Re: canonical form and scheme-specific processing rules for URI/IRI spec from Boris Zbarsky on 2011-06-29 (public-iri@w3.org from June 2011)

From: Boris Zbarsky <bzbarsky@MIT.EDU>
Date: Wed, 29 Jun 2011 11:00:26 -0400
To: public-iri@w3.org
Message-ID: <4E0B3E0A.40506@mit.edu>

On 6/29/11 8:20 AM, Julian Reschke wrote:
> How is "canonicalization" different from "normalization", as defined in
> <http://greenbytes.de/tech/webdav/rfc3986.html#rfc.section.6> and
> <http://tools.ietf.org/html/rfc3987#section-5>?

"normalization" talks about comparing URIs and when different forms are 
equivalent.

"canonicalization" is about picking one particular form from the set of 
equivalent forms and putting your URIs in that form.

So you can implement normalization by canonicalizing URIs and then doing 
string comparisons, for example.

I suspect we need both.  We _definitely_ need normalization.

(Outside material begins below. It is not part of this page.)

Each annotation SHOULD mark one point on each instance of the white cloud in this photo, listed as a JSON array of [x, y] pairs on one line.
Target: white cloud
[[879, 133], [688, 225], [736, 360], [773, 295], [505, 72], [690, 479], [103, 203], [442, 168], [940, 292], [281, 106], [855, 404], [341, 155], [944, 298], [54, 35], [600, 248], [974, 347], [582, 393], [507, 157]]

> Also, is there really a "single" type of canonicalization browsers need?

Ideally, yes.  Note that browsers do scheme-based normalization, hence 
the quotes around "single", I assume?

> Where is it used?
>
> - same-origin checks?
> - same-document checks?
> - ...more?

Those are normalization use cases.  A few other normalization use cases:

- Same-path checks for cookies.
- http://dev.w3.org/csswg/css3-conditional/#at-document

Canonicalization use cases:

- Consistency in the string after "GET" for HTTP GET requests (because
   servers that should be doing normalization in practice often do not).
- Consistency in Referer headers
- Consistency in Origin heders
- Consistency in what the location object looks like (web pages
   commonly grab various properties from it and depend on them having
   particular forms).
- Consistency in what various DOM getters return (.href on anchors,
   .documentURI on documents, and so forth).

There are probably more; this is off the top of my head.

-Boris

Received on Wednesday, 29 June 2011 15:00:55 UTC